In addition to model based prediction, many data-driven techniques for RUL estimation
have been developed and applied to solve a lot of real problems. Cheng and Pecht [10] combine
the Multivariate State Estimation Technique (MSET) with life cycle damage prediction to
produce a method for RUL estimation. In this method, MSET algorithms monitor the
relationship between actual data and the expected data, which is based on the historic data
covering complete runs of the system. Based on this relationship, the cri- terion of the failure
of the system is set, based on which RUL can be estimated. Byington et al. [11] present a
data-driven method using a neuron network to predict the RUL. In this method, the health
state of the system is modeled using specific data features, which are used within a
classification environment to determine the true health state of the monitored system. A
prognostic function is used to store the classification and fused information during the whole
operating life of the system to estimate the remaining useful life under some specified bounds.

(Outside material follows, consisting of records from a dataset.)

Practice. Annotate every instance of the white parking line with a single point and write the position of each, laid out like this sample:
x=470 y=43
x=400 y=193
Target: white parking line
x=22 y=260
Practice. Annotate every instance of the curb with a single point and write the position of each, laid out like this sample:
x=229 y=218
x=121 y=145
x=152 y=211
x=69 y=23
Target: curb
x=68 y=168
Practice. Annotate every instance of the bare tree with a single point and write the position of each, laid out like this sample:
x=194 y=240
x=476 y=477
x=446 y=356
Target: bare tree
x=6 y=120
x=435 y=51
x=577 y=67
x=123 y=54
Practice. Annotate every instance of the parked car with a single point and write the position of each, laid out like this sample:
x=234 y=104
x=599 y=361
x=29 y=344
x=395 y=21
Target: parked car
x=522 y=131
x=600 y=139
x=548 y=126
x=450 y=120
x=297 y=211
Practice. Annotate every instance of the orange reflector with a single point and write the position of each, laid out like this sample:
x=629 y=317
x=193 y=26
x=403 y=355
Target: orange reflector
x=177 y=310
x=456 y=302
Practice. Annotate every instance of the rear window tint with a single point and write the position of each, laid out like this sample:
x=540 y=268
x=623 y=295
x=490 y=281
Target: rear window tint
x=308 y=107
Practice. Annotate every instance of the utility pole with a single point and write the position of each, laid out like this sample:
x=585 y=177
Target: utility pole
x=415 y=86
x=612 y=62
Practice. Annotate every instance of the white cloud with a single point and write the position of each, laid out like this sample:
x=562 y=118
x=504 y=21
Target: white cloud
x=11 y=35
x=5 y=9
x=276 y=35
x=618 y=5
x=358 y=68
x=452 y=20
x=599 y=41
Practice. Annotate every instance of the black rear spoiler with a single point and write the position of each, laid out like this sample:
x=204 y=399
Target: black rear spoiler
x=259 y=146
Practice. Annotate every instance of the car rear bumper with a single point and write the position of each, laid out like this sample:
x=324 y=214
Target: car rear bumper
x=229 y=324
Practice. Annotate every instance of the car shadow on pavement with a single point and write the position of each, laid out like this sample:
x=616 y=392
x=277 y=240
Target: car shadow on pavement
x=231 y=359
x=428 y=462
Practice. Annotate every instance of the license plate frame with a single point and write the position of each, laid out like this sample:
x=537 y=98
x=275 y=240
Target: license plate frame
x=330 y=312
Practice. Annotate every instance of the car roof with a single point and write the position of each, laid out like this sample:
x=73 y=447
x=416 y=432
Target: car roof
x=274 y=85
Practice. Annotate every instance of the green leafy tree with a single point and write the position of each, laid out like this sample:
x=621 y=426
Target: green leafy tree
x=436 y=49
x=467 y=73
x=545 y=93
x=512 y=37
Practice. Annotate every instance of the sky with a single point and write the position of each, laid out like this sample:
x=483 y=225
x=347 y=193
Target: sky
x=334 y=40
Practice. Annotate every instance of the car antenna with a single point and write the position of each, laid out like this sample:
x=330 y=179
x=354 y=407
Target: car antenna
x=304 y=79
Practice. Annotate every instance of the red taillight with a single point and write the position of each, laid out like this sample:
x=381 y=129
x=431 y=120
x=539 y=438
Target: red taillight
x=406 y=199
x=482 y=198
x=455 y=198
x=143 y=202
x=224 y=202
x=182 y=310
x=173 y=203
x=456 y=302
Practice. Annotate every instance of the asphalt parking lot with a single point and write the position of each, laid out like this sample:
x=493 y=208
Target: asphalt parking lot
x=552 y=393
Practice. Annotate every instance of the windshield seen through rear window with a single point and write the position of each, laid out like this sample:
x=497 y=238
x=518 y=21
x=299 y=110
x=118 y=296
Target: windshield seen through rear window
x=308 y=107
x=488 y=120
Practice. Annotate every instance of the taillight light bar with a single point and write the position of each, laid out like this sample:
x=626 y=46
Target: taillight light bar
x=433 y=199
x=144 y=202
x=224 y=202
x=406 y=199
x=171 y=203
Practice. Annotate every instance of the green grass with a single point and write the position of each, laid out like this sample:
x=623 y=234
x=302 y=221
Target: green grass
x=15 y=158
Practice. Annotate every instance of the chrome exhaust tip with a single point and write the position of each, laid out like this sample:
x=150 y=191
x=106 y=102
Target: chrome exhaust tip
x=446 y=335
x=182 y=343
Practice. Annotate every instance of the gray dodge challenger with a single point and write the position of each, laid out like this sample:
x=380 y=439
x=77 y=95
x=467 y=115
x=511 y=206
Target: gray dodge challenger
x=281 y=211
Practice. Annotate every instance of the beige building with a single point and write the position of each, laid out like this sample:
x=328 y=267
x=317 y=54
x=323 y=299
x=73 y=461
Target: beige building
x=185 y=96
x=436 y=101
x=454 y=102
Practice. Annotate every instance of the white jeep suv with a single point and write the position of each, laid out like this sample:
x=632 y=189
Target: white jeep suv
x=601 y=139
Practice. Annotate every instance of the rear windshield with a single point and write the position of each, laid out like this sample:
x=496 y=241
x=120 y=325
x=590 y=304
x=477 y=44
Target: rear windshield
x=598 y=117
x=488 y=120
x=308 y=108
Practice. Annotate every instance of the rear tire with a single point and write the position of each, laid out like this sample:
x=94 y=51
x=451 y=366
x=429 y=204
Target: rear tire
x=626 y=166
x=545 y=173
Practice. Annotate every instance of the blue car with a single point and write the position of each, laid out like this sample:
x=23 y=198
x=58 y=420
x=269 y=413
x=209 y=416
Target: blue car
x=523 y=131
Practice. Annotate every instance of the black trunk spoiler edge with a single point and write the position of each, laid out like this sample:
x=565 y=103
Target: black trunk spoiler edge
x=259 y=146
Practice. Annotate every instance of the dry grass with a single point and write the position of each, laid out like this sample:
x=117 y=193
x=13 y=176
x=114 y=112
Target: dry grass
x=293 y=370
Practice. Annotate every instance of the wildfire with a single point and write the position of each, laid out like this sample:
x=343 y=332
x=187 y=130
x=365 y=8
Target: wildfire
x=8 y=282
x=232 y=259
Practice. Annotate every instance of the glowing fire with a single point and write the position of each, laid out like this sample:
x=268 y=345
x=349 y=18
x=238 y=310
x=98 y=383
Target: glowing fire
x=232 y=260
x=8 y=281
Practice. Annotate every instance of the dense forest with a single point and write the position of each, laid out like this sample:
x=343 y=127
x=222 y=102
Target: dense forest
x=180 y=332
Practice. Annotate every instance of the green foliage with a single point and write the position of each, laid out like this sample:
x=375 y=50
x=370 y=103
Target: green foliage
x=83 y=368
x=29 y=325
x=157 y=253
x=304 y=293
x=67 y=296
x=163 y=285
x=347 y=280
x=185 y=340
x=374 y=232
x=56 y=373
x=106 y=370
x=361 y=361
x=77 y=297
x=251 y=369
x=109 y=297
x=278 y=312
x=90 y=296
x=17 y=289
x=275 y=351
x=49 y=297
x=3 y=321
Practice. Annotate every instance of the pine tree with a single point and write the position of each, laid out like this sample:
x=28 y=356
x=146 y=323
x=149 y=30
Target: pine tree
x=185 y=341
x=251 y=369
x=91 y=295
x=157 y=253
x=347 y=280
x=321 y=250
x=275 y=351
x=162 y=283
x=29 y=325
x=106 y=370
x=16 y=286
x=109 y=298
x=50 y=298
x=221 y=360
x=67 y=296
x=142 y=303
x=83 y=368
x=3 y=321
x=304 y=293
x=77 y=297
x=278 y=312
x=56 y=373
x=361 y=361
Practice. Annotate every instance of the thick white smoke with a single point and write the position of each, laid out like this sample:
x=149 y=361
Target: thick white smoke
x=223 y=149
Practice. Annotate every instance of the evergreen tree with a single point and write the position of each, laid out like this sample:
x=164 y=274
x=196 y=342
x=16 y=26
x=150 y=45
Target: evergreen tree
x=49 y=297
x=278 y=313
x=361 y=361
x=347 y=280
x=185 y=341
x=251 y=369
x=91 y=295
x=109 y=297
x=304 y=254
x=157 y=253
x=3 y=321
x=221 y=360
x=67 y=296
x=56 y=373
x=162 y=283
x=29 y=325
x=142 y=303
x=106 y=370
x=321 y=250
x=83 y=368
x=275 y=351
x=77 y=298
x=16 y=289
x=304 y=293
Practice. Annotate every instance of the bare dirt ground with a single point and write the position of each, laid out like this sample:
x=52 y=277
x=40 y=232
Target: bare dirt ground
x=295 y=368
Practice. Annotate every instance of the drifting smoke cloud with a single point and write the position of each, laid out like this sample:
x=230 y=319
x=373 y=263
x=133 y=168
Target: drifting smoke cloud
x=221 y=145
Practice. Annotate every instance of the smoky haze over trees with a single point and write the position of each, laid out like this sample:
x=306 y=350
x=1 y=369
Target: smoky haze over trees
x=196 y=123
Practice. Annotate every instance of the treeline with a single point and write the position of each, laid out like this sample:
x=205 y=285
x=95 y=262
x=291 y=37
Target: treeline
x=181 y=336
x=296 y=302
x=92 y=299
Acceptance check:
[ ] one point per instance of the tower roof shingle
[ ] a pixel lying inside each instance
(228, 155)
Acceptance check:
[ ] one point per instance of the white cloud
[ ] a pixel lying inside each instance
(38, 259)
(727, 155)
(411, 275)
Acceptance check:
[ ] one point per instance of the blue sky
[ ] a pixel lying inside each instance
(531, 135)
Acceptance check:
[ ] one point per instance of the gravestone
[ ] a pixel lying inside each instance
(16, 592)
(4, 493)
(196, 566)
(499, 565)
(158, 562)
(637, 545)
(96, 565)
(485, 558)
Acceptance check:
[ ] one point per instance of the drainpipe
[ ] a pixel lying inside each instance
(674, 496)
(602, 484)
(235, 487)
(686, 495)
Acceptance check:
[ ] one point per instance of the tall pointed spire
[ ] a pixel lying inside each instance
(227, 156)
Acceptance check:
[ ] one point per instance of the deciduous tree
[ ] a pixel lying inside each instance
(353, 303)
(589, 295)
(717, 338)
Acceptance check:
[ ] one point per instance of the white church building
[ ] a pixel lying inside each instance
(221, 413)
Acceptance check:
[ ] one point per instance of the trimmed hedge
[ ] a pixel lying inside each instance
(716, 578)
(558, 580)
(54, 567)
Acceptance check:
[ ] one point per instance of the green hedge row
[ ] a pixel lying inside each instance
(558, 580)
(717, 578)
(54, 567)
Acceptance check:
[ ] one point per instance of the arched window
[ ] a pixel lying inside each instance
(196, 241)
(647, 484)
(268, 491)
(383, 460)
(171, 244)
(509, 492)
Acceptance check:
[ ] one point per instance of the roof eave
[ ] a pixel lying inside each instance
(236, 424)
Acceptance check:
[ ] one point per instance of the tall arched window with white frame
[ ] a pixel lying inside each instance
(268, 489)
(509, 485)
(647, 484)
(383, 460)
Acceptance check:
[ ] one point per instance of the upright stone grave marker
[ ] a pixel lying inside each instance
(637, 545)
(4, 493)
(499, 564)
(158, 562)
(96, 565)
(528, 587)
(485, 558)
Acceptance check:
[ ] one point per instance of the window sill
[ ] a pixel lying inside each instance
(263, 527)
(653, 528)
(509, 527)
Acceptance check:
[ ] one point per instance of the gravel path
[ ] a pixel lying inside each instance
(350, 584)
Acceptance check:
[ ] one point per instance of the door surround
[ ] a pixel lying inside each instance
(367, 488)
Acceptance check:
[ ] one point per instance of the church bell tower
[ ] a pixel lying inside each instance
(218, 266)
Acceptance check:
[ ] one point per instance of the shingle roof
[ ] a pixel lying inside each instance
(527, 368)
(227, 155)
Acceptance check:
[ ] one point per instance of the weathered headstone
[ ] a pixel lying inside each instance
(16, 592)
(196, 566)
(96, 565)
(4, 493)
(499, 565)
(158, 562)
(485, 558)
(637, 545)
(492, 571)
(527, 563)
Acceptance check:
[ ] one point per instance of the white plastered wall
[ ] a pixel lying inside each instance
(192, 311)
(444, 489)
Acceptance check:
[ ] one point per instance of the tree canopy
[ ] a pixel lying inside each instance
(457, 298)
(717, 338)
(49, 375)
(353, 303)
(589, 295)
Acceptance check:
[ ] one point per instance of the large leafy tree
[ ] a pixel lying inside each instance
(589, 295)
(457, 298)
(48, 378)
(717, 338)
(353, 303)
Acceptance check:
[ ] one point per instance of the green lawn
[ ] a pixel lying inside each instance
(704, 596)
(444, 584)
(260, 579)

This method mainly relies on fault detection and failure prediction beyond the point of the
fault. Kavanagh et al. [12] develop a two-stage RUL estimation algorithm. First, they use the
envelop analysis for feature extraction, then the mutual information for feature subset
selection. Second, they develop a degradation model and locate the current position of the
machine in that model. The nearest neighbor classification algorithm is used to determine the
RUL of the machine. Lao et al. [13] design a two-layer neuron network (NN) to predict the
bearing’s RUL based on time-frequency features. The signal’s frequency spectrum and feature
extraction are first analyzed by DFT and PSD. The first layer of the network is used to identify
the bearing as one of three states: normal, unbalance failure, and other failures. The second
network layer is designed for RUL prediction using a continuous unipolar nonlinear function.
Liu et al. [14] improve the efficiency of NN based prediction method by using data clustering.
In their method, the data are classified into small clusters, having similar data. The clustering
algorithm being used is fuzzy C-means. Data in each cluster then are used to train
corresponding NN for prediction. The input data is first judged to be in one of defined cluster,
then desired information (system state, RUL, ...) is predicted by corresponding NN.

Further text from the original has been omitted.